Abstract

With the passing of the Economic Emergency Act in January 2002 which froze all public utility rates and simultaneously devalued the local currency, Argentina entered a period of systematic breaches of the guarantees granted by the government to public utility investors in the early nineties. Such guarantees provided safeguards that managed to substantially reduce expropriation risk in the sector by lowering investors’ cost of capital, thus encouraging foreign capital inflows. The implementation of the Emergency Act in the country also marked the beginning of a period in which rule-based regulation of public utilities was replaced by a mechanism based on government discretion. This paper looks into the governance structure used by the government for the sector in the early nineties when the privatization process was designed and launched, and suggests what that governance structure should be today, more than a decade after the beginning of the contract breaches. Defining governance as the institutional and contractual framework within which public services are provided, the paper concludes that after a decade of systematic contract breaches and expropriations, neither the bilateral governance (i.e., government as regulator with a vertically integrated private company providing the service) adopted by the country in the early nineties nor the one that would be recommended by Williamson's taxonomy (i.e., state-owned vertically integrated companies) would be appropriate, at least in the short- and medium-term.

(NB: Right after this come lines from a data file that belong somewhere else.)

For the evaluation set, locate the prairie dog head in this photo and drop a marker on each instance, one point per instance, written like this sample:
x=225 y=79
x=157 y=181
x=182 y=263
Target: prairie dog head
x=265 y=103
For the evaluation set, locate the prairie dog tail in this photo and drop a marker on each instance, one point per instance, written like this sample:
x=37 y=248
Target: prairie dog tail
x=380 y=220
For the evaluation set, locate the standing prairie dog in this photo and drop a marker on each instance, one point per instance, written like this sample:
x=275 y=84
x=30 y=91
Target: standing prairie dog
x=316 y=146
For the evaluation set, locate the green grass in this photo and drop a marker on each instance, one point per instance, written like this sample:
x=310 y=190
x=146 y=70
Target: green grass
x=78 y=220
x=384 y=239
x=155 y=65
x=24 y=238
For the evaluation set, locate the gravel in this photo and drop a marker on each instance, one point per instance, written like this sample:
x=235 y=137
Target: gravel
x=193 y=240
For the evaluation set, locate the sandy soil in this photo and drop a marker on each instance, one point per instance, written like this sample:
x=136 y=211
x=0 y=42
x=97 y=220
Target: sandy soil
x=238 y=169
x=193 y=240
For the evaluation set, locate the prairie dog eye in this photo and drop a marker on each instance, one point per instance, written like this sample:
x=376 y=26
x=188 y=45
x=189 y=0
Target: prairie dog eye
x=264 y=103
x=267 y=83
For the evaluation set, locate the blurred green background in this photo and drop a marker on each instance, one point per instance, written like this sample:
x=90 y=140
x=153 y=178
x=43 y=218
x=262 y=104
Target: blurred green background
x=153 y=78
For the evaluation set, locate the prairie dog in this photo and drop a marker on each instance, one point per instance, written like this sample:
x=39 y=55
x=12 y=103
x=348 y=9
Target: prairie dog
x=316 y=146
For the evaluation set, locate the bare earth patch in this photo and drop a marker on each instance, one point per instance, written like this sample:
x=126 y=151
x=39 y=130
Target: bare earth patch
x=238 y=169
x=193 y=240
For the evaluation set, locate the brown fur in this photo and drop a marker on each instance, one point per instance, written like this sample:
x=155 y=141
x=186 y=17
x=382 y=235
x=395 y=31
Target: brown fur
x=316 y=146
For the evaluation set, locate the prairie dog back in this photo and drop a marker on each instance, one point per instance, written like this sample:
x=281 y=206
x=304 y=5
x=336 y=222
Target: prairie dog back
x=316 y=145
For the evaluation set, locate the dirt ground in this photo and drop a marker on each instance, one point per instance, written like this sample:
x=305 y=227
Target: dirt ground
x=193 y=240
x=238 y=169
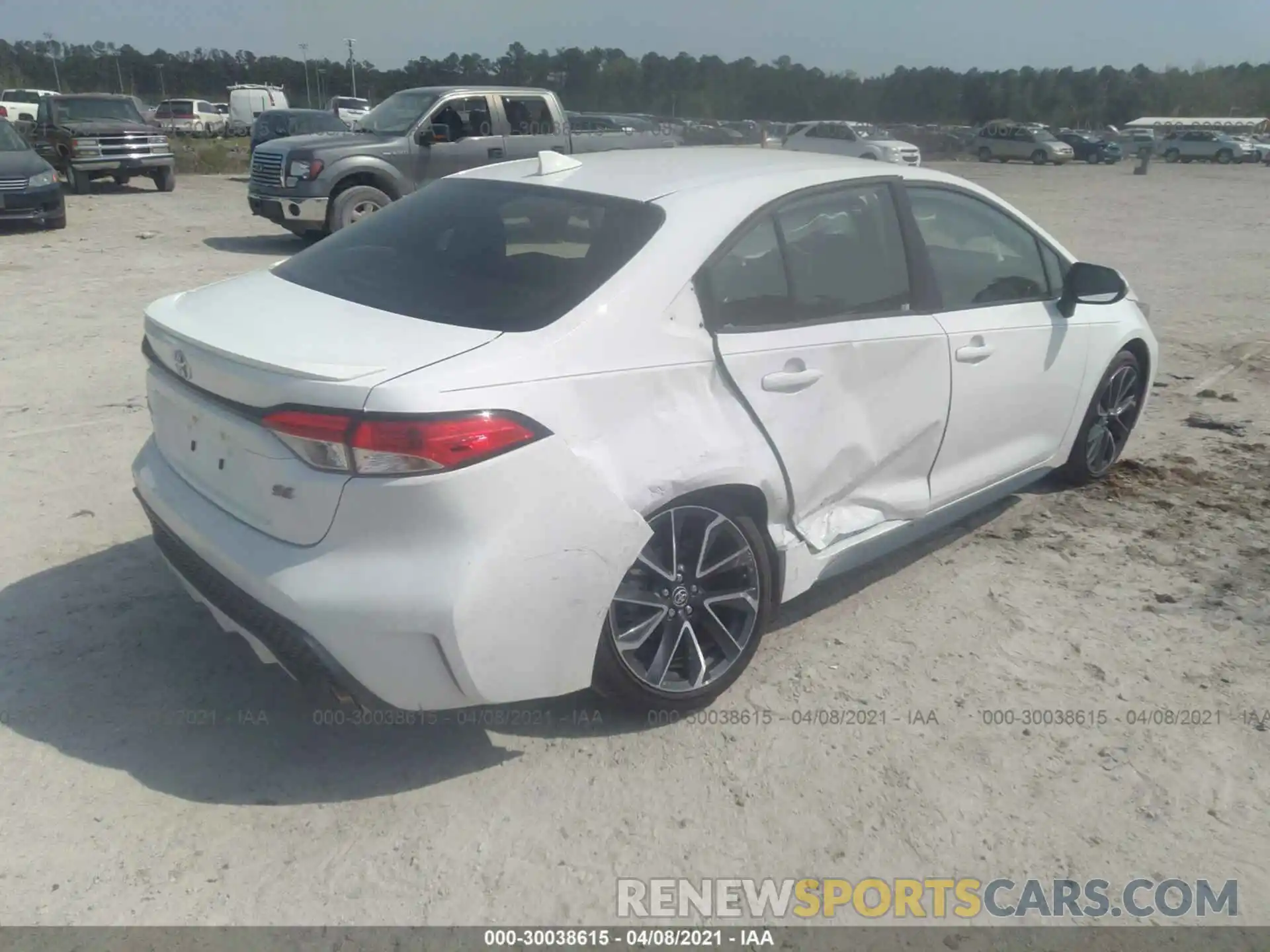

Given that the guarantees provided to investors at the beginning of the nineties failed to prevent the contract violations, a structure that seeks to minimize the risk of a future expropriation should be based on a more market-oriented type of governance, without additional guarantees to investors. The proposed governance structure involves vertically separated companies with the current public utilities acting as OpCos, with network maintenance and commercial obligations only and without the responsibility of network expansions, a task that would be conducted by NetCos under the structure of public-private partnerships (PPP) or Special Purpose Vehicles (SPV) created for this exclusive purpose.